In the *Federal Register* of June 7, 2023 (88 FR 37257), FDA published a notice announcing the availability of a draft guidance entitled “E6(R3) Good Clinical Practice.” The notice gave interested persons an opportunity to submit comments by September 5, 2023.

After consideration of the comments received and revisions to the guideline, a final draft of the guideline was submitted to the ICH Assembly and endorsed by the regulatory agencies in December 2024.

This guidance finalizes the draft guidance issued on June 7, 2023. The guidance offers modernized and agile recommendations for designing and conducting trials efficiently, safely, and innovatively. In response to public comments, the guidance clarifies that technology and design elements are likely to evolve and that the principles of E6(R3) are developed to remain relevant as such advances occur. The guidance stresses proportionality and a focus on the risk to participants and the reliability of the results. Furthermore, the guidance adds clarity to enable different modalities of informed consent (including remote and eConsent) as well as refining language on consent and assent. The guidance also clarifies the responsibilities of the investigators and sponsors regarding delegating clinical trial conduct responsibilities to service providers to reflect the practical application of E6(R3). Lastly, the guidance significantly streamlines and adds clarity to the section on data governance and simplifies the table in appendix C by providing clarity on the considerations for determining what records are considered essential.

This guidance is being issued consistent with FDA's good guidance practices regulation (21 CFR 10.115). The guidance represents the current thinking of FDA on “E6(R3) Good Clinical Practice.” It does not establish any rights for any person and is not binding on FDA or the public. You can use an alternative approach if it satisfies the requirements of the applicable statutes and regulations.
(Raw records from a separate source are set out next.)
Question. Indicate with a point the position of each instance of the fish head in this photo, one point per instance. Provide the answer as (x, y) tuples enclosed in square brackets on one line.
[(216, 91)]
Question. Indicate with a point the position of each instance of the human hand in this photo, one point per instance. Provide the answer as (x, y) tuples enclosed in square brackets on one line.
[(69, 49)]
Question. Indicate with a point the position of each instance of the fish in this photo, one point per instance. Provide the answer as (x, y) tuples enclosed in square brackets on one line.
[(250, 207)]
FDA considered the applicability of Executive Order 14192, per OMB guidance in M-25-20, and finds this action to be deregulatory in nature.
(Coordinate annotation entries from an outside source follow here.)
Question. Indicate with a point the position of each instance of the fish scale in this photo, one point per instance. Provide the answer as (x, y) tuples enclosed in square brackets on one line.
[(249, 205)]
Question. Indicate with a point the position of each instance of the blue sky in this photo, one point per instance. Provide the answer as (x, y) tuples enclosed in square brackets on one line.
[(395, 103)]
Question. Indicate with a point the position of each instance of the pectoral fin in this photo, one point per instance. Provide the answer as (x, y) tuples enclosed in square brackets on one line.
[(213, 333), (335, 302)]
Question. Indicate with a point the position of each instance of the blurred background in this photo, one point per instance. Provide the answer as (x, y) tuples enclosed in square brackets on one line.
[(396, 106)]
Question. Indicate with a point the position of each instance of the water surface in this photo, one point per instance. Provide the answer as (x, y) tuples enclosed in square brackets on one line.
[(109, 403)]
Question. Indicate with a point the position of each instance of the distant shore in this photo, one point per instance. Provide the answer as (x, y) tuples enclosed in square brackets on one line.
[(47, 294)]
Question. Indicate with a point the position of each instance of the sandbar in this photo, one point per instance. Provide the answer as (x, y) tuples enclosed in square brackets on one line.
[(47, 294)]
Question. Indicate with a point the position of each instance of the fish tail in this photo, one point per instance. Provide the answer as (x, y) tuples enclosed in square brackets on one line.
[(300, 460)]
**II. Paperwork Reduction Act of 1995**

While this guidance contains no collection of information, it does refer to previously approved FDA collections of information. Therefore, clearance by the Office of Management and Budget (OMB) under the Paperwork Reduction Act of 1995 (PRA) (44 U.S.C. 3501-3521) is not required for this guidance. The previously approved collections of information are subject to review by OMB under the PRA. The collections of information found in 21 CFR part 312 for investigational new drug applications have been approved under OMB control number 0910-0014. The collections of information under 21 CFR part 312.145 pertaining to good clinical practice have been approved under OMB control number 0910-0843. The collections of information found in 21 CFR parts 50 and 56 pertaining to protection of human subjects, institutional review boards and informed consent have been approved under OMB control number 0910-0130. The collections of information found in 21 CFR part 314 relating to the review of new drug applications have been approved under OMB control number 0910-0001. The collections of information found in 21 CFR part 601 relating to the review of biologic licensing applications have been approved under OMB control number 0910-0338. The collections of information found in 21 CFR part 11 pertaining to electronic records and electronic signatures have been approved under OMB control number 0910-0303. The collections of information found in 21 CFR parts 210 and 211 pertaining to current good manufacturing practice have been approved under OMB control number 0910-0139.

**III. Electronic Access**

Persons with access to the internet may obtain the guidance at * https://  www.regulations.gov, https://www.fda.gov/drugs/guidance-compliance-regulatory-information/guidances-drugs, https://www.fda.gov/vaccines-blood-biologics/guidance-compliance-regulatory-information-biologics/biologics-guidances, * or *https://www.fda.gov/regulatory-information/search-fda-guidance-documents.*

Grace R. Graham,

Deputy Commissioner for Policy, Legislation, and International Affairs.